The crawling and indexing processes lay the groundwork for search engines to rank results. Despite being fundamental aspects of how search engines operate, crawling and indexing are often overlooked or misunderstood. During our crawling and indexing session of Live with Search Engine Land, Martin Splitt, search developer advocate at Google, explained these two processes using a simple analogy about librarians.
“Imagine a librarian: If you are writing a new book, the librarian has to actually take the book and figure out what the book is about and also what it relates to, if there’s other books that might be source material for this book or might be referenced from this book,” Splitt said. In his example, the librarian is Google’s web crawler (referred to as Googlebot) and the book is a website or webpage.
“Then you . . . have to read through [the book], you have to understand what it is about, you have to understand how it relates to the other books, and then you can sort it into the catalog,” he said, explaining the indexing process. The content of your webpage is then stored in the “catalog” (i.e., the search engine’s index), where it can be ranked and served as a result for relevant queries.

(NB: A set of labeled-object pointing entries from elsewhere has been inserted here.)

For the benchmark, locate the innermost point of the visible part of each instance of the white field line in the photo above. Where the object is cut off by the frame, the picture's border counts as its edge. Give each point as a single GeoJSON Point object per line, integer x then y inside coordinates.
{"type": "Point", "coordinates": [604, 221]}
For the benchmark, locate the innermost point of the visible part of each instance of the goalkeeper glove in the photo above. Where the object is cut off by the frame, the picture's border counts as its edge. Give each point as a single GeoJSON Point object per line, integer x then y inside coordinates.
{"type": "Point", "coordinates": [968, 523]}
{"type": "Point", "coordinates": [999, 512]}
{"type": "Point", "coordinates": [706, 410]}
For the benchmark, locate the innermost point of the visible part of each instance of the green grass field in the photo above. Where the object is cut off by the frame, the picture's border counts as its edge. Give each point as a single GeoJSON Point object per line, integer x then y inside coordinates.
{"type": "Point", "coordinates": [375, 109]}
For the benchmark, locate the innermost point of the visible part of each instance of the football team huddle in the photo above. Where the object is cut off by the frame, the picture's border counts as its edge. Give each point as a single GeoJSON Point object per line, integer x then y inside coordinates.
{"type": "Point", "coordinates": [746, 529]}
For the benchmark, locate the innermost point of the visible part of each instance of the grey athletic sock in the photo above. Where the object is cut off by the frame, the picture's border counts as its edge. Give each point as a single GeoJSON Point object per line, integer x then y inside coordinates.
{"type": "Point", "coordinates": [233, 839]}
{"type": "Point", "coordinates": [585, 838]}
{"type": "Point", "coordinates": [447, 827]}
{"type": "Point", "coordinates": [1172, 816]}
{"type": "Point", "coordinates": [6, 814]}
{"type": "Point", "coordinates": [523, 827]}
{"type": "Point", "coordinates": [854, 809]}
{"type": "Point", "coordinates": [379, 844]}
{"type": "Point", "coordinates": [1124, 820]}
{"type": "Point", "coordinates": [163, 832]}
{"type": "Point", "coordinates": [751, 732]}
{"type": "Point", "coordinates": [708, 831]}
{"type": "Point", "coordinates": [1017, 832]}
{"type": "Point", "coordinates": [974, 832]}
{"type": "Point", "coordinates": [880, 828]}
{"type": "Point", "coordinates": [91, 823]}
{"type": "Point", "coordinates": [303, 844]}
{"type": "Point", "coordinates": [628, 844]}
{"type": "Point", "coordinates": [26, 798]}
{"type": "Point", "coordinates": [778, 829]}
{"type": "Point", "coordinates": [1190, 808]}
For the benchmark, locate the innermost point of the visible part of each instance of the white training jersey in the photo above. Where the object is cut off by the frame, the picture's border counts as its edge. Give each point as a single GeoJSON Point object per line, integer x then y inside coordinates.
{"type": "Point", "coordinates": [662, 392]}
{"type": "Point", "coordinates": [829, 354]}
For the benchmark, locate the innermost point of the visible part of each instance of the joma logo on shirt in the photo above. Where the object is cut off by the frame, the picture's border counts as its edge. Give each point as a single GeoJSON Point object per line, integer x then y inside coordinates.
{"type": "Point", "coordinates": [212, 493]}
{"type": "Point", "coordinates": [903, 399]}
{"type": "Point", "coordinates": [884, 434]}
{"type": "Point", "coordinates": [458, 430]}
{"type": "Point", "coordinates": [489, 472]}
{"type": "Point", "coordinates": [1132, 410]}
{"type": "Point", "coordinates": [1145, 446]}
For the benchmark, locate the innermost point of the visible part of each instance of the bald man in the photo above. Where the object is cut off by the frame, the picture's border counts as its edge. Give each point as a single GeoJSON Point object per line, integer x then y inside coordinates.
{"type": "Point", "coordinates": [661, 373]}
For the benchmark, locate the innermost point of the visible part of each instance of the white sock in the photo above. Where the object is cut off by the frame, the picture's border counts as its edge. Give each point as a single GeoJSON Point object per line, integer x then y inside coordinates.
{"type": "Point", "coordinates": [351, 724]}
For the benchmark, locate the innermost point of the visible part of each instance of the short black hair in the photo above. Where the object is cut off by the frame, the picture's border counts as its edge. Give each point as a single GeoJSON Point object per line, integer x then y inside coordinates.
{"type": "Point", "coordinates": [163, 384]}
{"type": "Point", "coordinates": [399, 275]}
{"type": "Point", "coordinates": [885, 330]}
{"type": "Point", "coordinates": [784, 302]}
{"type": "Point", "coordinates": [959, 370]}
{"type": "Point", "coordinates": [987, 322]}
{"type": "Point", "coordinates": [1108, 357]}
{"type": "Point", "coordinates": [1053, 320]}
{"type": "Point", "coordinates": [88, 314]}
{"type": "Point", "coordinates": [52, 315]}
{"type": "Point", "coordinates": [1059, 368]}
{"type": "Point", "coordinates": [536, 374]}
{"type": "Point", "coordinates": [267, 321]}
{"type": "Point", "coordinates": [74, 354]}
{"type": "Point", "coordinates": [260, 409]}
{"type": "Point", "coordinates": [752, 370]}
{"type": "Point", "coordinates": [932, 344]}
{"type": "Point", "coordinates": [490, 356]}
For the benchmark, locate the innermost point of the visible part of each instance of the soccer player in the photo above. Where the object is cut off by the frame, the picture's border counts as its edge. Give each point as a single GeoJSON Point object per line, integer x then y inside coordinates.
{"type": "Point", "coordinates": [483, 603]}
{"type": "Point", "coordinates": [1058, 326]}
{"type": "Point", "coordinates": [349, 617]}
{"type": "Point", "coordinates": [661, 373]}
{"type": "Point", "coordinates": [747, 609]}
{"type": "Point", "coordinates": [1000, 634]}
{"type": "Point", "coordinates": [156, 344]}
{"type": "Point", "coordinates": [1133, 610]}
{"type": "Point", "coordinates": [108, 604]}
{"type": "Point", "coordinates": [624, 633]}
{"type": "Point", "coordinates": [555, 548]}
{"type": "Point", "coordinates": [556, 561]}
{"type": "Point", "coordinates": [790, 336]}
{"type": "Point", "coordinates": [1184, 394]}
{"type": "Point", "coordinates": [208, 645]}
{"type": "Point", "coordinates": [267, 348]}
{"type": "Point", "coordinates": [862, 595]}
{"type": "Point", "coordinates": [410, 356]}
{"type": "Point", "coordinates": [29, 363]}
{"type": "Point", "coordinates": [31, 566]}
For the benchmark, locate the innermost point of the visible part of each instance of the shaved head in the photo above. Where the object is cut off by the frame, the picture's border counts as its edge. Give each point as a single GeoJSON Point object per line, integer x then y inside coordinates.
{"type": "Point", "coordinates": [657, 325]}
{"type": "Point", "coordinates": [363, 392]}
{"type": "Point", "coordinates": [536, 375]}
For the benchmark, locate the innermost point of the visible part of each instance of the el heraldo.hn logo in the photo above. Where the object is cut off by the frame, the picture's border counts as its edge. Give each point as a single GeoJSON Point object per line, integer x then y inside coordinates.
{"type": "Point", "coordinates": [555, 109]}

To bring the analogy full circle, Splitt also described the process in technical terms: “We have a list of URLs . . . and we take each of these URLs, we make a network request to them, then we look at the server response and then we also render it (we basically open it in a browser to run the JavaScript) and then we look at the content again, and then we put it in the index where it belongs, similar to what the librarian does.”
Why we care. For content to be eligible to appear in search results, it must first be crawled and indexed. Understanding how crawling and indexing work can help you resolve technical SEO issues and ensure your pages are accessible to search engines.